I think back to my own high school reunion, specifically to the insecurities and jealousies that bubbled up as if I’d traveled back in time, and realize my friend is right. There’s a place for both kinds of friendships. I’m only 28. There are years—decades!—still ahead, and one day in the not-too-far future my new friends will be new old friends. They’ll be the ones who knew me before I had kids. Before my kids had kids.
They’ll be lifers.
It’s crunch time. There are only five weeks left of the year and the same number of dates. I’ve had a surprisingly easy time finding potential BFFs thus far—between setups and mixers and my essay, I’ve been able to schedule some weeks ahead—but now, just as I’m nearing the end, I’ve tapped out all my resources. The next two get-togethers are on the calendar (Celia the boutique manager and Joanna, an ex–Tripp Lake Camper who recently moved to town) but then I’m at a loss. Part of me feels like, enough already. Once I have forty-nine dates to show for this search, do I really need to scrape up three more just to make the number prettier? But I’m not one to give up, and what if girl-date 52 is The One? It could happen.
The holiday season, for all its good tidings and comfort and joy, is sucky for friend-making. Schedules don’t allow for girl-dates. They’re too packed full of holiday parties and vacations and family time and old friends. Potential friends are not top priority.
Like everything in this world, friending has seasons. This particular calendar mirrors the academic year. In September,
people want to start fresh and welcome new pals into their lives. You can friend like crazy for about three months. Then, the holidays. Potential BFFs retreat to the comfort of old friends and family and too much eggnog. Come January, attitudes turn around in the wake of our second fresh start. As winter turns to spring it only gets better—warm weather! walks along the lake!—until summer hits. Suddenly weddings and vacations take precedence over fledgling connections. And then the cycle starts anew.
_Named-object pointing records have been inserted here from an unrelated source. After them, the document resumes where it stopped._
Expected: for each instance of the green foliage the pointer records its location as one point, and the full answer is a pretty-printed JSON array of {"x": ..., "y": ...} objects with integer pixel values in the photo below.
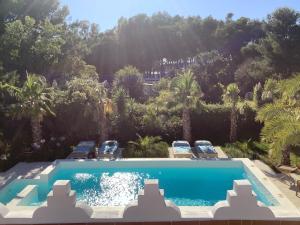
[
  {"x": 281, "y": 47},
  {"x": 281, "y": 118},
  {"x": 231, "y": 95},
  {"x": 257, "y": 94},
  {"x": 147, "y": 147},
  {"x": 131, "y": 80},
  {"x": 212, "y": 70},
  {"x": 186, "y": 89}
]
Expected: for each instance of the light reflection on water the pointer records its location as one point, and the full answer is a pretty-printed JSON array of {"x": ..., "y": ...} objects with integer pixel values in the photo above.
[{"x": 114, "y": 189}]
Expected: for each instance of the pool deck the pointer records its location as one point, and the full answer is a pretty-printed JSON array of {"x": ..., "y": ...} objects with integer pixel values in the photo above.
[
  {"x": 30, "y": 170},
  {"x": 281, "y": 184},
  {"x": 22, "y": 170}
]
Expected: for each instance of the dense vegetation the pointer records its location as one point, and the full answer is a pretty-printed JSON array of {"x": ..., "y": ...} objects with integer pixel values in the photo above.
[{"x": 223, "y": 80}]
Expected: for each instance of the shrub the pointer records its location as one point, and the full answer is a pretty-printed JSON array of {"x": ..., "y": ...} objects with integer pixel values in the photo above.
[{"x": 149, "y": 147}]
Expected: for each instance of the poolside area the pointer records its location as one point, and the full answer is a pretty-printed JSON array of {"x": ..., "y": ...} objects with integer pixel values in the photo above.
[{"x": 179, "y": 212}]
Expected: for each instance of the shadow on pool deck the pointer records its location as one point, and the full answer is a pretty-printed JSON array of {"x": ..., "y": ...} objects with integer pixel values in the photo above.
[
  {"x": 282, "y": 184},
  {"x": 22, "y": 170}
]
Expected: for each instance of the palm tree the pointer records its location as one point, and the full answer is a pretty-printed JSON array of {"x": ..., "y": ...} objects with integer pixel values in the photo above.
[
  {"x": 188, "y": 92},
  {"x": 148, "y": 146},
  {"x": 282, "y": 119},
  {"x": 34, "y": 101},
  {"x": 92, "y": 95},
  {"x": 105, "y": 108},
  {"x": 231, "y": 96}
]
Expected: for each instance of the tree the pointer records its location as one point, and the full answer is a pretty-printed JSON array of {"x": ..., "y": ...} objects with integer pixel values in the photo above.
[
  {"x": 212, "y": 69},
  {"x": 281, "y": 45},
  {"x": 152, "y": 147},
  {"x": 281, "y": 119},
  {"x": 231, "y": 96},
  {"x": 131, "y": 80},
  {"x": 33, "y": 100},
  {"x": 188, "y": 92},
  {"x": 89, "y": 97}
]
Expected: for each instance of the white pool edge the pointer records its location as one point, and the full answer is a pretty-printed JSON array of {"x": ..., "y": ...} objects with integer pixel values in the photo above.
[{"x": 284, "y": 211}]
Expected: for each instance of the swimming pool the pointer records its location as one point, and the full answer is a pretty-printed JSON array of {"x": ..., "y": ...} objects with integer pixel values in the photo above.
[{"x": 192, "y": 183}]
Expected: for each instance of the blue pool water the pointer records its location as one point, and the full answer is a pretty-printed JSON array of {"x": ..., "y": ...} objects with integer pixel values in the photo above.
[{"x": 119, "y": 186}]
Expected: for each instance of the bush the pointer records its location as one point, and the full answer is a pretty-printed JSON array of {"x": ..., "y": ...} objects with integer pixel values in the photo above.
[
  {"x": 250, "y": 149},
  {"x": 212, "y": 122},
  {"x": 147, "y": 147}
]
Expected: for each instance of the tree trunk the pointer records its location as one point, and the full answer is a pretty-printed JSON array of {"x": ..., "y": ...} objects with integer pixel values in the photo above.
[
  {"x": 233, "y": 125},
  {"x": 103, "y": 125},
  {"x": 36, "y": 128},
  {"x": 186, "y": 124},
  {"x": 286, "y": 156}
]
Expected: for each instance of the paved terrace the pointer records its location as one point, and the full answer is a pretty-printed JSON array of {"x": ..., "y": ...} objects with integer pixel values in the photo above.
[
  {"x": 30, "y": 170},
  {"x": 22, "y": 170},
  {"x": 282, "y": 184}
]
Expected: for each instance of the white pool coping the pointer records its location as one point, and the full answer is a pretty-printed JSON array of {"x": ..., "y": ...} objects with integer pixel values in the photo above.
[{"x": 285, "y": 210}]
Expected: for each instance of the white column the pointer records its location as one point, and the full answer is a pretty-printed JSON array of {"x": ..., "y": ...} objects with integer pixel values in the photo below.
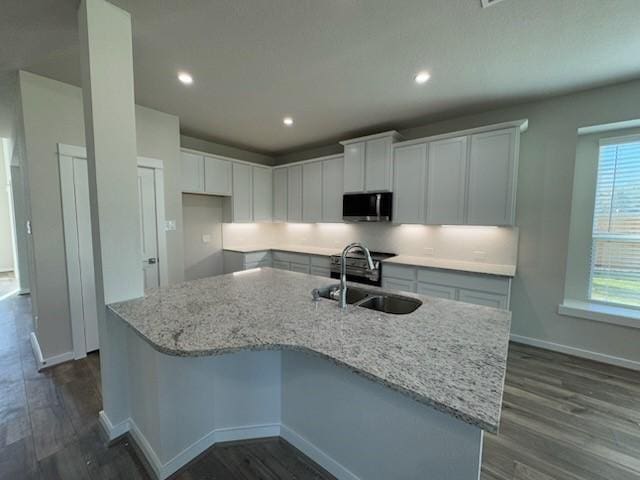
[{"x": 109, "y": 111}]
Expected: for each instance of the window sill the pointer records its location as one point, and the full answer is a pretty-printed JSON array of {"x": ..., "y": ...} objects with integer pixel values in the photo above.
[{"x": 626, "y": 317}]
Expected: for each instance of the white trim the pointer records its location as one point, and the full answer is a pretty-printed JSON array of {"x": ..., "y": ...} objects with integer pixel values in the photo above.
[
  {"x": 577, "y": 352},
  {"x": 48, "y": 362},
  {"x": 317, "y": 455},
  {"x": 309, "y": 160},
  {"x": 112, "y": 431},
  {"x": 7, "y": 295},
  {"x": 522, "y": 125},
  {"x": 615, "y": 315},
  {"x": 389, "y": 133}
]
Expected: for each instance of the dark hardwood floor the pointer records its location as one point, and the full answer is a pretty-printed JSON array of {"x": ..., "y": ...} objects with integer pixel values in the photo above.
[{"x": 563, "y": 418}]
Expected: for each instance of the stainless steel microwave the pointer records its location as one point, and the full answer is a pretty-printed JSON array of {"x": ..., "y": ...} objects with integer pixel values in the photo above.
[{"x": 367, "y": 207}]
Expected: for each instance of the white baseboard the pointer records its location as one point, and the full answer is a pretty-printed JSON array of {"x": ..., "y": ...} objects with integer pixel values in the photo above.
[
  {"x": 48, "y": 362},
  {"x": 112, "y": 431},
  {"x": 317, "y": 455},
  {"x": 577, "y": 352}
]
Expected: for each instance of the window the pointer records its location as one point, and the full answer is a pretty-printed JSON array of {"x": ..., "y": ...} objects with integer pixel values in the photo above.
[{"x": 615, "y": 255}]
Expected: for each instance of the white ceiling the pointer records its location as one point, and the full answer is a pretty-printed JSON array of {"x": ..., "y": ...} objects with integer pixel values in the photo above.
[{"x": 339, "y": 67}]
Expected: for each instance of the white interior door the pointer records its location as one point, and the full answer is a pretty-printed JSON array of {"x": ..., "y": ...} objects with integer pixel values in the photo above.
[
  {"x": 148, "y": 227},
  {"x": 78, "y": 244}
]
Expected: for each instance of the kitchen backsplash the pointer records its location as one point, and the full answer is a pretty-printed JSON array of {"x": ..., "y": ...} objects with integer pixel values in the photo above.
[{"x": 497, "y": 245}]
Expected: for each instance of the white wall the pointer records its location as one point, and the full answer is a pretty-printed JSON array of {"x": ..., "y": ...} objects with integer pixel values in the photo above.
[
  {"x": 52, "y": 113},
  {"x": 547, "y": 157},
  {"x": 6, "y": 238},
  {"x": 499, "y": 245},
  {"x": 202, "y": 215}
]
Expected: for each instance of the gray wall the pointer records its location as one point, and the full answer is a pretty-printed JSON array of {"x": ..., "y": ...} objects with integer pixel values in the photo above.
[
  {"x": 52, "y": 113},
  {"x": 224, "y": 150},
  {"x": 202, "y": 215},
  {"x": 547, "y": 157}
]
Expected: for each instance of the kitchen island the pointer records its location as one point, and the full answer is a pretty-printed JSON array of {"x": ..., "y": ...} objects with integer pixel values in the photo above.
[{"x": 365, "y": 394}]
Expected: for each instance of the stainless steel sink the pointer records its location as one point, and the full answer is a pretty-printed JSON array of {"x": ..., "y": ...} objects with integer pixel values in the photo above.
[
  {"x": 372, "y": 299},
  {"x": 394, "y": 304}
]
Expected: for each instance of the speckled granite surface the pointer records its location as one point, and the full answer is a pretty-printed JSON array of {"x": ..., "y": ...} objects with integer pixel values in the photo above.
[{"x": 449, "y": 355}]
Unfortunately, my project ends smack in the middle of the holiday rut. My would-be pals have no extra time for themselves, much less for me. The phrase “let’s get together after the new year” gets thrown around a lot. That, however, doesn’t work with my plan.
I ask everyone I know for advice. “Where should I try to meet someone? I’ve exhausted my options.”
“How about a religious event?”
“Already did it.”
“A meetup group?”
“Same.”
“Have you tried getting fixed up, or—oh, I know!—how about an airplane?”
“Done and done.”
“Something will come up,” my mom tells me over the phone. I’m on my way to pick up the final ingredients for tonight’s chicken curry dinner. “You’re the best friender there is.”
Awww, Mom.
It’s November, it’s cold, and while the walk to the grocery store is short, it’s still outdoors. I’d been cooking in my comfy around-the-house clothes when I realized I was
short an onion and some green curry, so I threw on my pink-and-orange-striped pom-pom hat, an old winter coat, and my slippers. I’m wearing an extra-large white V-neck T-shirt that says “Team Bill”—it’s the family uniform when we do the Leukemia and Lymphoma Society’s Light the Night walk in honor of my dad—and gray sweatpants. Not cute, fitted Lululemon ones that make my butt look great. Ratty, stained, old sweats that I probably should have thrown out years ago. I look homeless.
Next to the cheese section, I do a double take.